Mark Johnson (Bay Area)
No, new cures are going to be more expensive. Our problem is not the cures, it is the inefficiency of the delivery. We end up with the least effective, and most expensive delivery system (ambulance transport to Emergency) of people desperately sick, who require massive intervention to be made sort of well, and ready for the next emergency. Illness avoidance, and hospital avoidance, are the routes to both better health and lower cost healthcare.
We need more people visiting doctors (or doctor's assistants) more often.

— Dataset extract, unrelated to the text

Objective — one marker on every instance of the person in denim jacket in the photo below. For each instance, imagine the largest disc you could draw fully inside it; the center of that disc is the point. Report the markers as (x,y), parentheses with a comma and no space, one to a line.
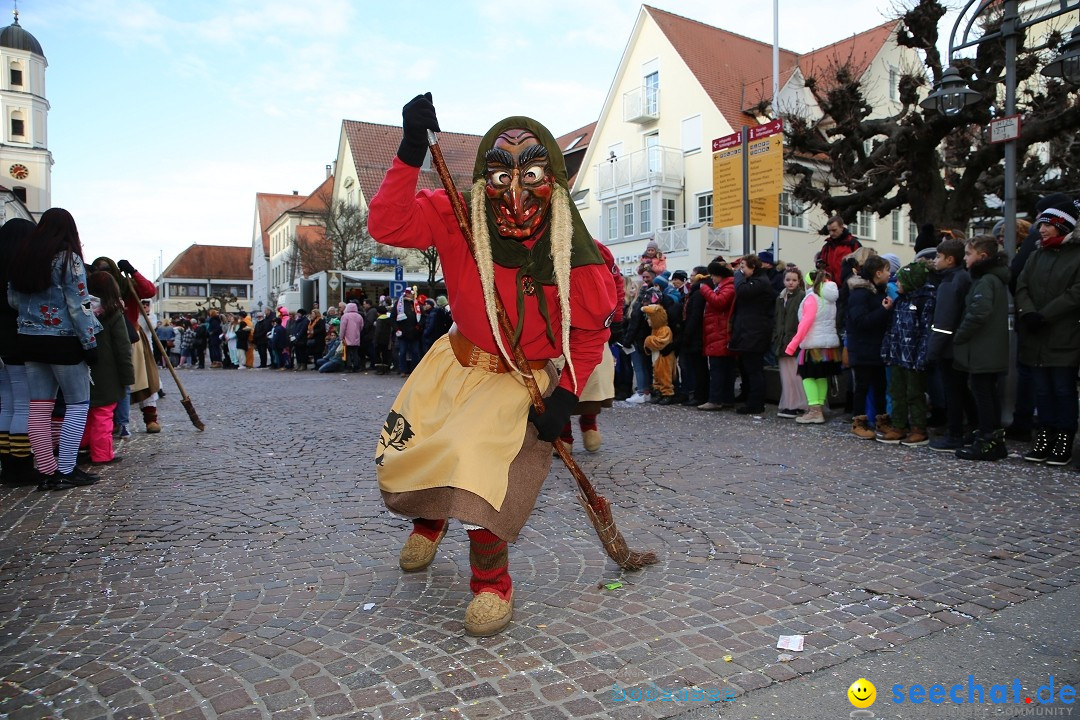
(57,337)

Yes, we need more trained professionals, and we need to allow those we train who are not doctors to use their training. The AMA has a stranglehold on the medical education system, and fights allowing other trained professionals to do anything other than change bedpans. Still, a system that ensures (with high co-pays and limited insurance) that we avoid treating people early ensures very high cost, low overall effectiveness.
jimbo (Guilderland, NY)
The Republican leadership will have to act fast. The longer the bipartisan effort goes on , the more the people will clamor for it to continue. That will reduce McConnell and Ryan's power over the process. And we simply can't have that.
Patrick (San Diego)
Press might help by dropping the term 'Obamacare' and instead using 'Affordable Care' or 'ACA' for short. That would help focus on real issues.
Here we go (Georgia)
True. However, unfortunately, Affordable Care Act is an ungainly phrase and ACA does not resonate at all. Obamacare has the virtue of fitting the paradigm of a well known program, Medicare. The Democrats keep coming up with the lamest sounding labels and slogans. "A Better Deal" , really? "Stronger Together"? No music.
Old Lady (Vermont)
Better yet, call it Romneycare or Heritagecare.
Tedd (Kent, CT)
While I don't disagree, wouldn't it be great if it were still referred to as "Obamacare" in 5 years when it's working better, or has be come Medicare for all?
Mac (Oregon)
The chaos caused by the multiple attempts to repeal Healthcare, along with Trump's promises not to pay for the health care subsidies, have already guaranteed that premiums will go up more than was necessary.
Thomas (Nyon)
<< Republicans might find it hard to actually help the program.>>

They should remember that it isn't "the program" that needs helping. It is the people that elected them that needs the help. Well, perhaps not the 10% that mostly financed their campaigns, but the rest of Americans.